Official implementation of the RLC 2024 paper "Policy-Guided Diffusion"
MIT License
117 stars 7 forks source link

The value loss exploded when using pure synthetic data to train iql. #5

Closed StepNeverStop closed 3 months ago

StepNeverStop commented 5 months ago

hi,

One phenomenon that I am very confused about is that when I train IQL by using this repo, the value function loss will gradually explode when I train the policy with pure synthetic data, but not with real datasets.

Like hopper experimental drawing:

image

Below is how it works with original real datasets on hopper-meidum-v2, it seems normal:

image

I keep all the default configurations when training agents except for changing the experience mix ratio to 100% : 0% or 0% : 100%.

I totally have no idea why the loss of V and Q functions exploded. I also noticed that when training the diffusion model, the original paper wrote a trajectory length of 16, and I used the default parameter 32 in this repo.

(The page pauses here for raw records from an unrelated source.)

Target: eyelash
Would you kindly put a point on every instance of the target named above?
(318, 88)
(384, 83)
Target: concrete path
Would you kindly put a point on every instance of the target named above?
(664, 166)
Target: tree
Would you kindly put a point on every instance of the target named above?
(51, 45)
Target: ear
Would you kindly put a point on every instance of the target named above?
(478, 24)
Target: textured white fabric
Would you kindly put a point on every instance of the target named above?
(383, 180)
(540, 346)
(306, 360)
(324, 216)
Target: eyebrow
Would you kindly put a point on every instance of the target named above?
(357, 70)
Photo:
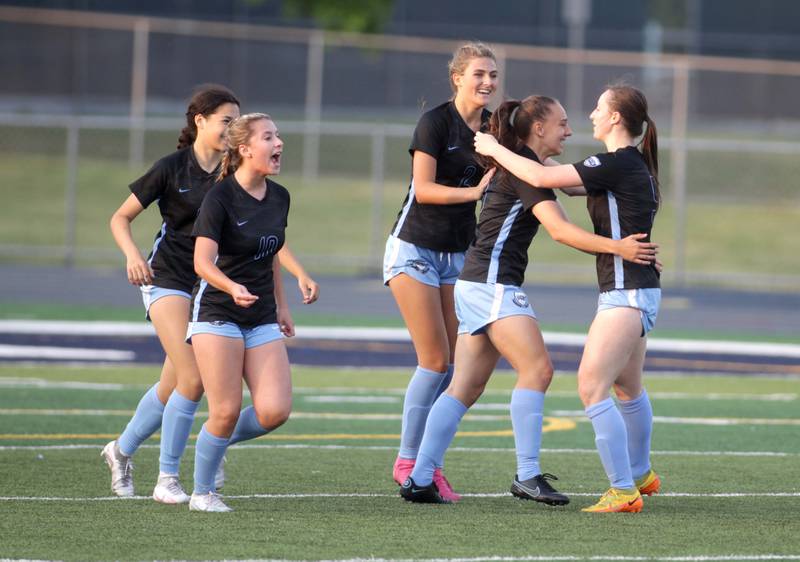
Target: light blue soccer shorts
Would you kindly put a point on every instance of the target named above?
(426, 266)
(480, 304)
(151, 293)
(253, 337)
(646, 301)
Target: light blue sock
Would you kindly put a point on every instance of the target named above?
(207, 456)
(442, 425)
(175, 429)
(144, 423)
(420, 395)
(247, 427)
(638, 417)
(526, 419)
(448, 376)
(612, 442)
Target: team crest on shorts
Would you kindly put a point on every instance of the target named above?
(520, 299)
(420, 265)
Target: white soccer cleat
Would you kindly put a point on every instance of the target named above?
(210, 502)
(219, 476)
(169, 490)
(121, 470)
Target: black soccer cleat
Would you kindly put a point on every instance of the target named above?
(538, 489)
(410, 492)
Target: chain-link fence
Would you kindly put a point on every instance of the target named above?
(89, 100)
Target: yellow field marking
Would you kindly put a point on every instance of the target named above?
(550, 424)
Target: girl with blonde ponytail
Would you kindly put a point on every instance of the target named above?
(425, 250)
(495, 316)
(178, 182)
(239, 312)
(623, 197)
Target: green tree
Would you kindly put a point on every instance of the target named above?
(362, 16)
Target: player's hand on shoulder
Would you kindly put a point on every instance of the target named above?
(309, 289)
(285, 322)
(632, 250)
(139, 271)
(485, 143)
(242, 297)
(484, 183)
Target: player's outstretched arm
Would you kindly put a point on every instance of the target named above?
(139, 271)
(205, 252)
(309, 288)
(533, 173)
(554, 220)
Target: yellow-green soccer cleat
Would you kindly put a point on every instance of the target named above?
(616, 500)
(649, 484)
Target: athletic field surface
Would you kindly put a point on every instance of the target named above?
(319, 488)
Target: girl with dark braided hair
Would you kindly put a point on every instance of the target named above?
(622, 192)
(495, 317)
(178, 182)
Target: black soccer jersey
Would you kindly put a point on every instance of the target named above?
(621, 198)
(443, 134)
(179, 184)
(506, 227)
(249, 233)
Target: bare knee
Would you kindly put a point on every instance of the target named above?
(438, 363)
(591, 390)
(465, 393)
(191, 388)
(222, 421)
(536, 377)
(274, 417)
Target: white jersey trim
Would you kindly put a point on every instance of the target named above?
(613, 214)
(505, 230)
(157, 242)
(406, 209)
(499, 291)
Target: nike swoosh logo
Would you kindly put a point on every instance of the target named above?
(534, 492)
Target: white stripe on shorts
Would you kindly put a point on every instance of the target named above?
(499, 290)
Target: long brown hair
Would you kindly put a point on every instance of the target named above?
(511, 123)
(632, 107)
(205, 101)
(237, 134)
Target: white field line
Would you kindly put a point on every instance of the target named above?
(572, 415)
(394, 334)
(508, 450)
(365, 394)
(353, 495)
(70, 353)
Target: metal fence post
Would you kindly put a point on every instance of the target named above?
(376, 214)
(71, 193)
(680, 116)
(141, 36)
(313, 110)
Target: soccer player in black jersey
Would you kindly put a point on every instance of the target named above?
(425, 251)
(623, 197)
(239, 313)
(495, 317)
(178, 182)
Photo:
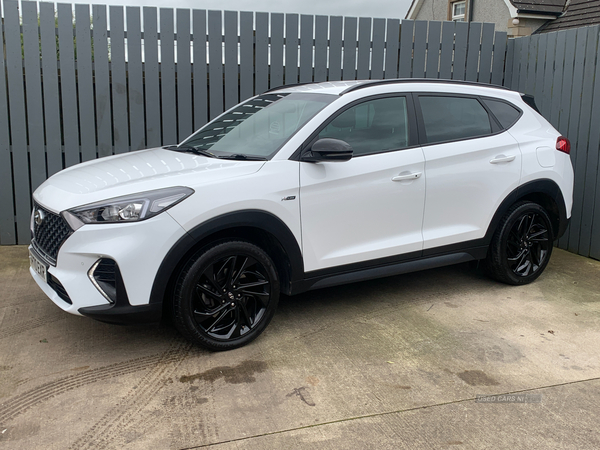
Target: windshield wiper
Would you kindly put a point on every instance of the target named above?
(190, 149)
(243, 157)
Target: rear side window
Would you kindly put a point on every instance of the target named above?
(506, 114)
(452, 118)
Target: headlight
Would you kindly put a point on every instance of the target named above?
(131, 208)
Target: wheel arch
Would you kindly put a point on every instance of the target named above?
(258, 227)
(545, 193)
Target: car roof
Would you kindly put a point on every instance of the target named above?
(343, 87)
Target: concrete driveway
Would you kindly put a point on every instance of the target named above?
(392, 363)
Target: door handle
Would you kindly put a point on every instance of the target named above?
(407, 176)
(502, 158)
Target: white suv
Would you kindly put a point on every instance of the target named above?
(300, 188)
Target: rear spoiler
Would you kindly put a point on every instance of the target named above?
(531, 102)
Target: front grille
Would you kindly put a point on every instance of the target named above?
(59, 288)
(50, 234)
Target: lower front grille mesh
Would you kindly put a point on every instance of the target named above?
(50, 233)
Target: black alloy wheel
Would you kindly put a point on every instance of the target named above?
(528, 244)
(226, 295)
(522, 245)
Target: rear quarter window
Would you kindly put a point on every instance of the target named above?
(449, 118)
(506, 114)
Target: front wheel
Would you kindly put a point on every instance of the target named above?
(226, 295)
(522, 245)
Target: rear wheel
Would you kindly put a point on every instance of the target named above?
(522, 245)
(226, 295)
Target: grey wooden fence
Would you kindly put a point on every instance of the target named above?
(117, 87)
(561, 70)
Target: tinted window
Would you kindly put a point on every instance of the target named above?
(260, 126)
(371, 127)
(452, 118)
(505, 113)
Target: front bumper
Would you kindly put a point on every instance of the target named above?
(138, 248)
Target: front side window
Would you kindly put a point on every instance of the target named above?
(260, 126)
(373, 126)
(452, 118)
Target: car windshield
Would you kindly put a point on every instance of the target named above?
(259, 127)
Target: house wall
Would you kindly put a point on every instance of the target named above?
(494, 11)
(491, 11)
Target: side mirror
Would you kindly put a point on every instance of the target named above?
(328, 149)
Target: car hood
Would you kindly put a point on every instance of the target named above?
(134, 172)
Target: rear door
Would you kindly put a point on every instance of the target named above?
(471, 166)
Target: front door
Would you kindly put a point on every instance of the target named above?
(371, 206)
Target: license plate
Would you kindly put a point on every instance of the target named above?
(38, 266)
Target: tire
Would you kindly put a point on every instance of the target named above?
(226, 295)
(522, 245)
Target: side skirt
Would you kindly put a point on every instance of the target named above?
(316, 280)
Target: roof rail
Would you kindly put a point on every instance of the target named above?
(286, 86)
(370, 83)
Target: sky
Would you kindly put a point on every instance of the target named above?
(357, 8)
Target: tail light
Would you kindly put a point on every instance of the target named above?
(563, 145)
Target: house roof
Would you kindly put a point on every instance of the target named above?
(579, 13)
(541, 7)
(554, 7)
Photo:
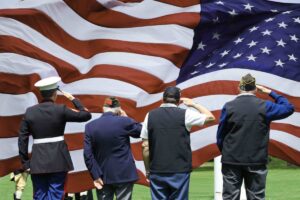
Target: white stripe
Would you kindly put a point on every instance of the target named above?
(78, 160)
(285, 138)
(9, 147)
(207, 136)
(16, 104)
(147, 9)
(68, 20)
(286, 1)
(104, 86)
(294, 119)
(161, 68)
(199, 139)
(79, 164)
(286, 86)
(75, 127)
(48, 140)
(19, 64)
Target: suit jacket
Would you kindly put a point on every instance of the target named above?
(48, 120)
(107, 151)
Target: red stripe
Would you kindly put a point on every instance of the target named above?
(284, 152)
(13, 83)
(94, 105)
(92, 101)
(86, 49)
(181, 3)
(200, 156)
(97, 14)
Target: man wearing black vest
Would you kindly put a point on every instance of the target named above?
(243, 136)
(166, 144)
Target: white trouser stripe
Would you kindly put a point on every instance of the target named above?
(48, 140)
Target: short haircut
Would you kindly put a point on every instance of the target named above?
(115, 110)
(47, 94)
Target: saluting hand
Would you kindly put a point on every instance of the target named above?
(187, 101)
(68, 95)
(98, 183)
(263, 89)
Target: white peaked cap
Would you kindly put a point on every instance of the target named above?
(48, 83)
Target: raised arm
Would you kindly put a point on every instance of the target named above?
(209, 117)
(23, 144)
(80, 115)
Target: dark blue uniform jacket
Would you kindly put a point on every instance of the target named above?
(107, 151)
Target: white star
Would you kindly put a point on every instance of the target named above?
(254, 28)
(269, 19)
(292, 57)
(266, 32)
(224, 53)
(239, 40)
(201, 45)
(265, 50)
(248, 7)
(251, 57)
(279, 63)
(232, 13)
(199, 63)
(280, 43)
(216, 20)
(294, 38)
(216, 36)
(222, 65)
(297, 20)
(210, 65)
(237, 55)
(282, 25)
(252, 44)
(287, 12)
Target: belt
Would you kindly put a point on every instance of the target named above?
(48, 140)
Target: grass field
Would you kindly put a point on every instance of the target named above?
(283, 183)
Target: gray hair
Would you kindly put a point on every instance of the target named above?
(113, 110)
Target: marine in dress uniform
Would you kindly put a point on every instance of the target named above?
(20, 179)
(45, 122)
(107, 152)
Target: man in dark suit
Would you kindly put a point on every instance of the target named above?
(46, 121)
(107, 152)
(243, 138)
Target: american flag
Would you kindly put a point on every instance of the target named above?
(133, 49)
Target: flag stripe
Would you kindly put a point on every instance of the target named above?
(199, 139)
(208, 92)
(146, 9)
(99, 15)
(181, 3)
(159, 33)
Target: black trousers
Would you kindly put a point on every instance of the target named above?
(254, 177)
(123, 191)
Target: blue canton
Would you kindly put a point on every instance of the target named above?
(256, 35)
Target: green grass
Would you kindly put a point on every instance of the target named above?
(283, 183)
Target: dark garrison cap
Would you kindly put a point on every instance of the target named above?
(172, 92)
(247, 83)
(111, 102)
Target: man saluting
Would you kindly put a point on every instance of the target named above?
(46, 121)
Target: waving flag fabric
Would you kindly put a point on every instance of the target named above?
(133, 49)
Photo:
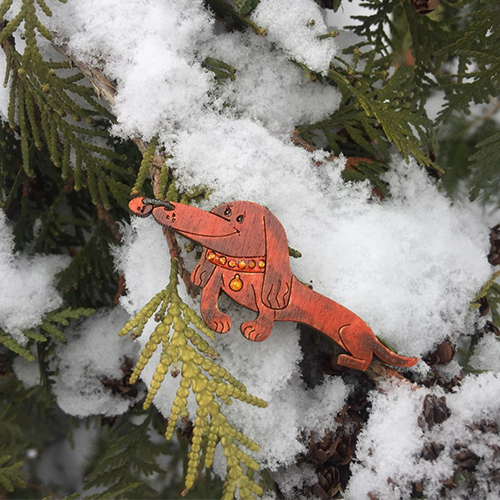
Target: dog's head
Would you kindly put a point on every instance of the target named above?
(237, 229)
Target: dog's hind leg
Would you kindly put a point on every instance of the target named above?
(359, 345)
(260, 328)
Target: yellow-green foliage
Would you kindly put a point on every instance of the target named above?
(184, 352)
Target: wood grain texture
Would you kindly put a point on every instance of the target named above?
(245, 255)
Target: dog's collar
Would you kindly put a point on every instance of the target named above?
(244, 265)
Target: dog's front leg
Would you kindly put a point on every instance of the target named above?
(260, 328)
(216, 320)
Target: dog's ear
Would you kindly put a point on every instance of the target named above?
(202, 271)
(277, 285)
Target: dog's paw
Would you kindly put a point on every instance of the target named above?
(217, 321)
(257, 331)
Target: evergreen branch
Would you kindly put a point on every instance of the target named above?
(11, 475)
(118, 470)
(185, 352)
(484, 167)
(43, 100)
(11, 344)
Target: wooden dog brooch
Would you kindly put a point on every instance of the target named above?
(245, 255)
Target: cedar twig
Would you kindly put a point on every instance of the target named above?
(107, 91)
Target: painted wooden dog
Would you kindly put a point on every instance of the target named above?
(245, 254)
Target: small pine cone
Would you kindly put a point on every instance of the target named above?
(494, 255)
(465, 459)
(434, 412)
(328, 484)
(489, 327)
(425, 6)
(431, 451)
(442, 355)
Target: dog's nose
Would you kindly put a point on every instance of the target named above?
(158, 203)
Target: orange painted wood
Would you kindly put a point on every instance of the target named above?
(245, 255)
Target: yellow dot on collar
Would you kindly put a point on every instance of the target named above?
(236, 284)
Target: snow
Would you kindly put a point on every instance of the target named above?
(93, 352)
(409, 265)
(487, 354)
(389, 448)
(162, 84)
(295, 28)
(26, 371)
(29, 285)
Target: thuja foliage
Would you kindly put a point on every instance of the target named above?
(52, 326)
(185, 353)
(42, 95)
(66, 183)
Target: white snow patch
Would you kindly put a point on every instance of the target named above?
(93, 352)
(389, 450)
(487, 354)
(295, 27)
(29, 292)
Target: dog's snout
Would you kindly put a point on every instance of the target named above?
(158, 203)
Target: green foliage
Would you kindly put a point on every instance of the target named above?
(52, 325)
(11, 475)
(186, 353)
(90, 278)
(66, 182)
(44, 110)
(220, 69)
(126, 456)
(476, 48)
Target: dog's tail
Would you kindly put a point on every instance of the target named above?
(389, 357)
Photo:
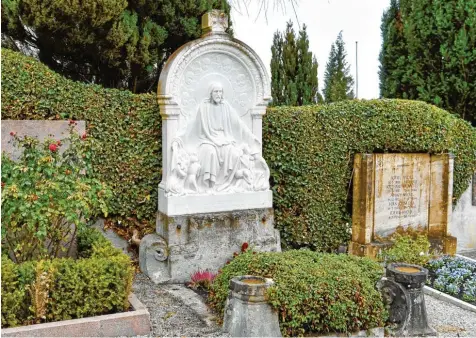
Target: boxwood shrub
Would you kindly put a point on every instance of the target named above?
(62, 288)
(309, 150)
(313, 292)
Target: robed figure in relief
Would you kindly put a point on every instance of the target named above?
(217, 152)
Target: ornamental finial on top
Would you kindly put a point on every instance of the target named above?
(214, 21)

If you have any insights or guidance, thank you for your reply!!!

StepNeverStop commented 5 months ago

By the way, I observed this phenomenon across all datasets.

EmptyJackson commented 3 months ago

Hi, we've just released training logs that should help with this: https://api.wandb.ai/links/flair/jonpqc2o

Generally, this divergence occurs due to an undertrained diffusion model. You can see this in one of the above runs (hopper-random) where the unguided and policy-guided optimization is unstable.

I'd recommend having another go with the hyperparameters given in the above logs - which match those given in the paper - as they should be stable. I'm happy to chat further if they don't work or anything else comes up!